В первом акте хроники Генрих принимает послов французского дофина: тот просит, чтобы король Англии перестал претендовать на Нормандию в обмен на сокровище, отправленное ему в дар. Сокровище находится в запечатанном бочонке. Король велит герцогу Эксетеру вскрыть бочонок – внутри обнаруживаются теннисные мячи, насмешка над незрелостью и неопытностью Генриха в политике. Чуть поразмыслив, король хладнокровно благодарит и принимает подарок со словами:

 
Когда ракеты подберем к мячам,
Во Франции мы партию сыграем,
И будет ставкою отцов корона[31].
 

В разгар эпохи Просвещения, в переписке, которую Дени Дидро вел с мадам Жоффрен относительно продажи своей библиотеки Екатерине II, он следующим образом живописал финансовые трудности из-за приготовлений к свадьбе дочери: «Поначалу мы с супругой полагали, что этот союз поможет нам немного сдержать давление кредиторов, а теперь будем рады, если он не сведет нас в могилу. Помолвка Анжелики обошлась мне дороже, чем Ромбо – его мячи».

К задней двери мастерской умельца, изготовившего катыши Болейн, тем же вечером принесли узелок с каштановой шевелюрой наемника со сверкавшими, словно молнии, безделушками в придачу.

Правый мячик – святой отец

«Мои мячики – Господь Бог и король, я играю ими, когда захочу». Эти слова составляли часть единственного воспоминания Хуаны об отце. Воспоминание было жаркое, полное цветов, неизменно далекое: старик вернулся в Европу выбивать себе должности и милости, когда дочке было пять, и бесплодные интриги так затянулись, что он и скончался в Севилье, не вернувшись в край, который искренне считал своим – не по рождению, а по праву владения.

Хуана раз за разом воссоздавала в уме образ отца. Старик сидел на каменной скамье в бесконечном саду своего дворца – сад начинался в долине Куэрнавака и терялся где-то в дебрях перешейка Теуантепек. В воспоминании отец представал седым, с ломкими волосами, но все еще облеченным аурой высокомерия и крепости, как всякий человек, который обладал властью и не стесняясь ею пользовался. Красивый, непреклонный старик: сдвинутые брови, сосредоточенное выражение лица, как у просветленного, грязноватая, но не запущенная борода. Он почесывал голову и слушал собеседника, чьего лица Хуана не помнила, – стариковские ногти бороздили седые заросли буйной шевелюры. Говорил подчиненному: «Мои мячики – Господь Бог и король, я играю ими, когда захочу». Едва заметно взмахивал правой рукой, будто отгонял насекомое. И оборачивался к ней, сидящей на другой каменной скамье.

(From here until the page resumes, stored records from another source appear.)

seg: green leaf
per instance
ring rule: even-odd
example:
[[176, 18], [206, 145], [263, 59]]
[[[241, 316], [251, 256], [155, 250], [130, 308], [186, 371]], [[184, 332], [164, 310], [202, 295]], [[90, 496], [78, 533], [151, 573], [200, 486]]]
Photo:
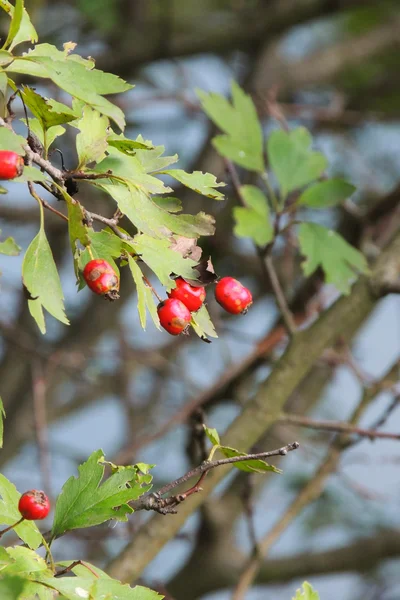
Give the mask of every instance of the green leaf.
[[[13, 525], [21, 518], [18, 510], [18, 502], [21, 494], [16, 487], [0, 473], [0, 523]], [[42, 536], [33, 521], [22, 521], [14, 527], [15, 533], [30, 548], [38, 548], [42, 541]]]
[[39, 44], [23, 58], [16, 57], [7, 71], [50, 78], [71, 96], [110, 117], [123, 130], [124, 113], [103, 95], [124, 92], [132, 86], [116, 75], [93, 69], [92, 64], [77, 55], [67, 56], [54, 46]]
[[212, 427], [207, 427], [206, 425], [204, 425], [204, 423], [203, 423], [203, 427], [204, 427], [205, 434], [208, 437], [208, 439], [210, 440], [210, 442], [212, 443], [212, 445], [219, 446], [221, 443], [221, 440], [219, 438], [218, 431]]
[[311, 150], [312, 137], [305, 127], [293, 131], [273, 131], [268, 138], [269, 164], [274, 171], [282, 198], [315, 181], [328, 163], [323, 154]]
[[[234, 456], [246, 456], [244, 452], [239, 452], [235, 448], [229, 448], [229, 446], [220, 446], [218, 448], [226, 458], [232, 458]], [[282, 473], [280, 469], [277, 469], [273, 465], [269, 465], [264, 460], [253, 459], [243, 460], [237, 463], [233, 463], [236, 469], [240, 471], [246, 471], [246, 473], [265, 473], [266, 471], [273, 471], [273, 473]]]
[[213, 139], [222, 155], [250, 171], [263, 172], [263, 135], [250, 96], [232, 82], [232, 104], [219, 94], [197, 90], [204, 112], [225, 132]]
[[15, 7], [14, 7], [13, 15], [11, 17], [11, 24], [10, 24], [7, 39], [4, 42], [3, 48], [7, 48], [8, 46], [10, 46], [11, 42], [17, 35], [17, 33], [20, 29], [20, 26], [21, 26], [23, 13], [24, 13], [23, 0], [15, 0]]
[[64, 312], [60, 278], [44, 231], [43, 218], [39, 233], [30, 243], [24, 256], [22, 278], [32, 297], [28, 300], [29, 311], [40, 331], [46, 332], [43, 308], [61, 323], [69, 325]]
[[26, 146], [26, 139], [22, 135], [17, 135], [8, 127], [0, 127], [0, 150], [10, 150], [24, 156], [23, 146]]
[[328, 208], [336, 206], [355, 192], [354, 185], [343, 179], [328, 179], [314, 183], [301, 194], [296, 204], [310, 208]]
[[[21, 121], [26, 125], [25, 119], [21, 119]], [[29, 127], [32, 133], [36, 135], [46, 152], [48, 152], [54, 140], [65, 133], [65, 128], [61, 125], [54, 125], [54, 127], [50, 127], [45, 131], [42, 123], [36, 118], [29, 119]]]
[[7, 548], [7, 554], [11, 561], [1, 570], [2, 574], [20, 576], [28, 576], [37, 572], [47, 572], [48, 575], [51, 574], [44, 558], [39, 556], [34, 550], [23, 548], [21, 546], [14, 546]]
[[80, 130], [76, 136], [79, 164], [77, 170], [88, 163], [98, 163], [106, 156], [109, 120], [89, 106], [83, 109], [82, 118], [75, 122]]
[[37, 117], [45, 130], [56, 125], [69, 123], [78, 116], [69, 106], [40, 96], [27, 86], [22, 86], [22, 96], [26, 106]]
[[140, 324], [143, 329], [146, 329], [146, 285], [143, 281], [143, 274], [138, 267], [136, 260], [133, 259], [130, 254], [127, 254], [126, 256], [128, 258], [129, 268], [136, 285], [138, 297], [137, 308], [139, 312]]
[[[93, 452], [78, 467], [77, 478], [70, 477], [57, 498], [52, 536], [71, 529], [93, 527], [110, 519], [127, 521], [133, 509], [127, 504], [143, 494], [140, 484], [132, 485], [135, 467], [113, 473], [102, 482], [104, 465], [100, 464], [103, 452]], [[127, 487], [127, 484], [132, 487]]]
[[0, 242], [0, 254], [7, 254], [7, 256], [19, 256], [20, 252], [21, 247], [16, 244], [12, 237], [8, 237], [6, 240], [4, 240], [4, 242]]
[[[87, 570], [86, 570], [87, 571]], [[82, 577], [52, 577], [43, 583], [57, 590], [67, 600], [162, 600], [156, 592], [142, 586], [131, 588], [128, 584], [108, 577], [93, 579], [87, 574]]]
[[68, 206], [68, 231], [72, 251], [75, 252], [76, 242], [79, 241], [83, 246], [90, 243], [90, 233], [92, 230], [85, 225], [85, 211], [78, 200], [74, 200], [63, 190], [63, 196]]
[[[123, 251], [124, 241], [112, 233], [108, 229], [102, 231], [93, 231], [86, 229], [86, 236], [90, 242], [90, 249], [93, 258], [104, 258], [113, 267], [115, 272], [119, 274], [119, 268], [115, 262], [115, 258], [121, 256]], [[79, 259], [79, 268], [84, 269], [85, 265], [92, 259], [88, 250], [82, 252]]]
[[6, 418], [6, 411], [4, 410], [3, 400], [0, 396], [0, 448], [3, 447], [3, 434], [4, 434], [4, 419]]
[[153, 196], [152, 201], [157, 204], [157, 206], [170, 213], [178, 213], [182, 210], [182, 202], [178, 200], [178, 198]]
[[131, 588], [115, 579], [97, 579], [90, 588], [93, 598], [96, 600], [162, 600], [157, 592], [149, 590], [141, 585]]
[[183, 258], [182, 254], [171, 250], [170, 243], [168, 239], [158, 240], [145, 234], [135, 236], [134, 241], [128, 243], [135, 253], [140, 255], [142, 261], [157, 275], [168, 291], [176, 285], [171, 277], [172, 274], [188, 279], [196, 278], [197, 275], [194, 270], [196, 267], [195, 261], [190, 258]]
[[258, 246], [265, 246], [274, 237], [268, 200], [254, 185], [242, 185], [241, 191], [246, 206], [235, 206], [233, 216], [236, 221], [234, 232], [239, 237], [249, 237]]
[[[75, 561], [74, 560], [60, 560], [60, 561], [56, 562], [56, 567], [62, 567], [62, 568], [69, 567], [73, 562], [75, 562]], [[88, 565], [91, 570], [89, 570], [85, 565]], [[97, 575], [97, 577], [110, 579], [110, 576], [107, 575], [107, 573], [105, 571], [102, 571], [101, 569], [99, 569], [99, 567], [96, 567], [96, 565], [92, 565], [90, 562], [88, 562], [86, 560], [85, 560], [84, 564], [75, 565], [75, 567], [73, 567], [71, 569], [71, 571], [77, 577], [89, 577], [91, 579], [96, 579], [96, 575]], [[94, 575], [92, 573], [92, 571], [94, 571], [96, 573], [96, 575]]]
[[4, 71], [0, 71], [0, 106], [5, 104], [7, 96], [8, 77]]
[[14, 183], [26, 183], [27, 181], [49, 181], [49, 175], [42, 173], [35, 167], [24, 167], [24, 172], [20, 177], [13, 179]]
[[193, 173], [186, 173], [182, 169], [167, 169], [166, 171], [159, 171], [165, 175], [170, 175], [186, 187], [194, 190], [198, 194], [208, 196], [214, 200], [223, 200], [224, 195], [218, 192], [215, 188], [225, 186], [225, 183], [217, 182], [215, 175], [211, 173], [202, 173], [201, 171], [194, 171]]
[[[23, 5], [23, 3], [20, 4]], [[8, 2], [8, 0], [0, 0], [0, 8], [5, 10], [12, 19], [15, 11], [17, 10], [10, 2]], [[35, 44], [37, 40], [38, 36], [36, 30], [31, 23], [26, 9], [23, 8], [21, 22], [19, 23], [17, 32], [13, 36], [13, 40], [9, 49], [12, 50], [15, 48], [15, 46], [21, 44], [21, 42], [32, 42], [32, 44]]]
[[306, 276], [321, 266], [327, 283], [332, 283], [343, 294], [350, 293], [356, 272], [367, 273], [365, 257], [350, 246], [341, 235], [316, 223], [302, 223], [299, 228], [302, 263]]
[[[32, 577], [32, 575], [30, 576]], [[41, 576], [41, 574], [34, 575], [37, 579], [44, 580], [43, 584], [36, 583], [31, 579], [26, 579], [24, 594], [21, 596], [21, 600], [35, 599], [35, 600], [54, 600], [54, 590], [51, 588], [45, 587], [45, 583], [47, 581], [45, 576]]]
[[307, 581], [303, 583], [302, 589], [296, 591], [292, 600], [320, 600], [319, 594], [313, 589]]
[[192, 320], [190, 321], [190, 324], [197, 335], [202, 339], [207, 339], [207, 336], [213, 338], [218, 337], [205, 304], [203, 304], [203, 306], [197, 312], [192, 313]]
[[[151, 144], [150, 141], [144, 140], [141, 135], [139, 135], [136, 140], [144, 144]], [[174, 154], [173, 156], [163, 156], [164, 151], [164, 146], [155, 146], [153, 148], [149, 147], [146, 150], [139, 149], [136, 151], [135, 155], [146, 173], [154, 173], [156, 171], [161, 171], [161, 169], [165, 169], [169, 165], [176, 163], [178, 160], [177, 154]]]
[[111, 133], [108, 138], [108, 143], [110, 146], [117, 148], [120, 152], [124, 154], [135, 155], [137, 150], [152, 150], [154, 148], [151, 142], [145, 142], [143, 138], [138, 138], [136, 140], [130, 140], [124, 136], [123, 133], [117, 135], [116, 133]]
[[24, 591], [26, 580], [21, 577], [5, 576], [0, 579], [0, 598], [19, 600]]
[[95, 172], [106, 173], [112, 171], [113, 175], [117, 175], [134, 186], [141, 187], [150, 194], [171, 192], [171, 188], [165, 186], [161, 179], [149, 175], [150, 165], [140, 160], [140, 152], [144, 156], [148, 156], [153, 153], [153, 150], [138, 151], [135, 156], [130, 156], [109, 146], [107, 158], [97, 165]]
[[203, 212], [197, 215], [175, 215], [160, 208], [141, 187], [131, 183], [105, 184], [96, 181], [96, 187], [110, 194], [120, 211], [137, 227], [149, 236], [165, 238], [168, 233], [176, 233], [188, 238], [212, 235], [214, 218]]
[[146, 293], [146, 306], [147, 306], [147, 309], [153, 320], [153, 323], [157, 327], [157, 329], [161, 330], [160, 319], [159, 319], [158, 312], [157, 312], [157, 306], [154, 302], [153, 292], [147, 285], [145, 287], [145, 293]]
[[[0, 7], [2, 6], [2, 0], [0, 0]], [[0, 50], [0, 65], [7, 65], [9, 62], [14, 60], [13, 55], [8, 50]], [[5, 74], [5, 73], [4, 73]]]

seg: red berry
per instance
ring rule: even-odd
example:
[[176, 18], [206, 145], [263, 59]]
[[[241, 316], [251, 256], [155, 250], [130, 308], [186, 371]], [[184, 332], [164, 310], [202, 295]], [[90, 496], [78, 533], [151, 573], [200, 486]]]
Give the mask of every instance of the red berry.
[[19, 499], [18, 510], [28, 521], [45, 519], [50, 511], [50, 502], [44, 492], [29, 490]]
[[103, 258], [95, 258], [83, 269], [83, 278], [95, 294], [108, 300], [118, 300], [119, 278], [112, 266]]
[[250, 290], [233, 277], [223, 277], [218, 281], [215, 298], [222, 308], [233, 315], [247, 312], [253, 302]]
[[206, 298], [206, 290], [202, 286], [195, 287], [187, 283], [182, 277], [175, 279], [176, 288], [168, 292], [170, 298], [176, 298], [190, 310], [196, 312], [202, 306]]
[[189, 309], [176, 298], [168, 298], [157, 306], [161, 327], [171, 335], [179, 335], [190, 323]]
[[0, 179], [15, 179], [22, 175], [24, 159], [16, 152], [0, 150]]

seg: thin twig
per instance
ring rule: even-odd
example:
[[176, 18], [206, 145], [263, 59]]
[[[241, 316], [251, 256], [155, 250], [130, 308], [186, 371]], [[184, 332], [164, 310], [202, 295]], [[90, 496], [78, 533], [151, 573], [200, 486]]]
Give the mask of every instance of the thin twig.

Помнится, она испытывала одновременно благоговение и страх при виде серьезного человека, который одним движением бровей выносил бесчисленные смертные приговоры. Старик надувал щеки, косил глазом. Она в ответ заходилась хохотом – возможно, нервным. Тогда он не без труда вставал и протягивал ей руку. «Ну-ка, пойдем побродим по саду». Следовала долгая прогулка по тропинке, проникновение в мир фруктовых деревьев, которые отец коллекционировал, и только им двоим были ведомы их имена: он сажал ее на плечи и спрашивал, как каждое называется на науатль[32], на испанском, на чонталь[33].